Many processes in a living cell are regulated through the specific interaction between proteins. Targeting the disruption of protein-protein complexes for therapeutic purposes is considered a very attractive, albeit difficult, approach. In our research, we take advantage of information on the protein’s overall fold, primary and secondary structure at the interface and flexibility to identify putative binding sites and design and test molecules that interfere with or block protein-protein interaction. We focus on peptides, peptidomimetics, and small molecular weight compounds.
Nuclear magnetic resonance (NMR) provides the unique advantage of allowing to investigate both protein structure and dynamics and has been effectively employed as a screening technique, especially in fragment-based approaches. We complement our NMR studies with a number of biophysical and biochemical techniques for characterization of proteins and binding interactions (EPR, CD, fluorescence, etc.) and with computational tools for structural refinement and model building.
The NEMO project 
This NIGMS R01 funded project is the closest to my heart and a major thrust of our research.
The NF-κB essential modulator (NEMO) is an essential component in the activation of the canonical NF-κB pathway and exerts its function by recruiting the inhibitor of κB kinases IKKα and IKKβ to the IKK complex. Inhibition of the interaction between the IKKα and IKKβ kinases and NEMO is considered an attractive therapeutic avenue to the inhibition of NF-κB, due to the pathway’s role in human diseases, encompassing inflammatory and autoimmune diseases and cancer.
The overall goal of the project is the understanding of the mechanism for NEMO inhibition and its exploitation for the development of small molecule inhibitors. The long-term expectation of the project is to establish the structural basis for inhibitor design and the requirements for high affinity binding and specificity. We pursue this through different approaches. We are actively working on the determination of the structure of NEMO-inhibitor complexes, which rely on a new construct of the IKK-binding domain of NEMO which easily yields X-ray structures. 

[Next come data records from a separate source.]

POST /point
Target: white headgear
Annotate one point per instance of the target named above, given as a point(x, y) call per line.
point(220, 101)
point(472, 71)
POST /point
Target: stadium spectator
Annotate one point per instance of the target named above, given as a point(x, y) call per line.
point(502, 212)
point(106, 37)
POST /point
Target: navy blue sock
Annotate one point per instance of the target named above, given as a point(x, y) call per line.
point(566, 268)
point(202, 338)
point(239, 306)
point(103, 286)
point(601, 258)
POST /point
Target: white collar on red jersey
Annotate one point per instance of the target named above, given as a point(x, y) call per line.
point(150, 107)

We have published our results on the engineering of the IKK-binding domain of NEMO, which allowed us to determine the structure of unliganded NEMO(44-111) by X-ray crystallography.
Guo B, Audu CO, Cochran JC, Mierke DF, Pellegrini M. Protein engineering of the N-terminus of NEMO: structure stabilization and rescue of IKKβ binding. Biochemistry. 2014 Nov 4;53(43):6776-85. doi: 10.1021/bi500861x. Epub 2014 Oct 23. PMID: 25286246; PMCID: PMC4222529.

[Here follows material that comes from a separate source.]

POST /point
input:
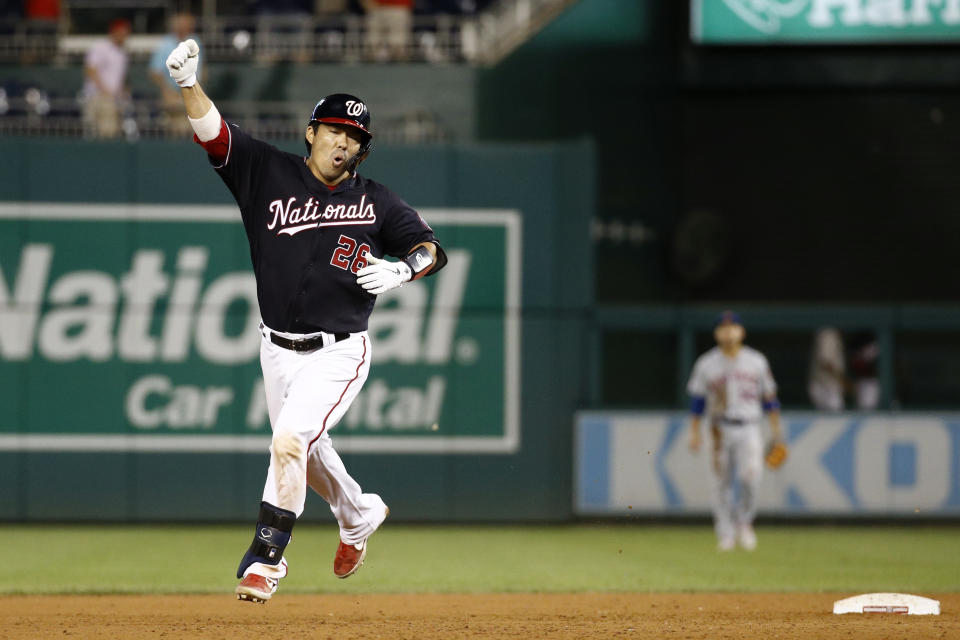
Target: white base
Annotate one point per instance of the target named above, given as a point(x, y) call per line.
point(888, 603)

Barczewski AH, Ragusa MJ, Mierke DF, Pellegrini M. The IKK-binding domain of NEMO is an irregular coiled coil with a dynamic binding interface. Sci Rep. 2019 Feb 27;9(1):2950. doi: 10.1038/s41598-019-39588-2. PMID: 30814588; PMCID: PMC6393490.
We have also filmed a really cool how-to video on the production and crystallization of these NEMO constructs:
https://www.jove.com/embed/player?id=60339&access=rqkkvrcz&t=1&s=1&fpv=1
We are working on the rational design of peptide and small molecule inhibitors of the NEMO / IKK interaction . Our lab moves from molecular biology and protein engineering, through protein chemistry and assay development to NMR spectroscopy, X-ray crystallography and computational methods. We screen mostly using in silico methods coupled with NMR-based screening and validate the inhibitors by biochemical, biophysical and cellular methods. We are fortunate to collaborate with @RagusaLab and @HaydenLab!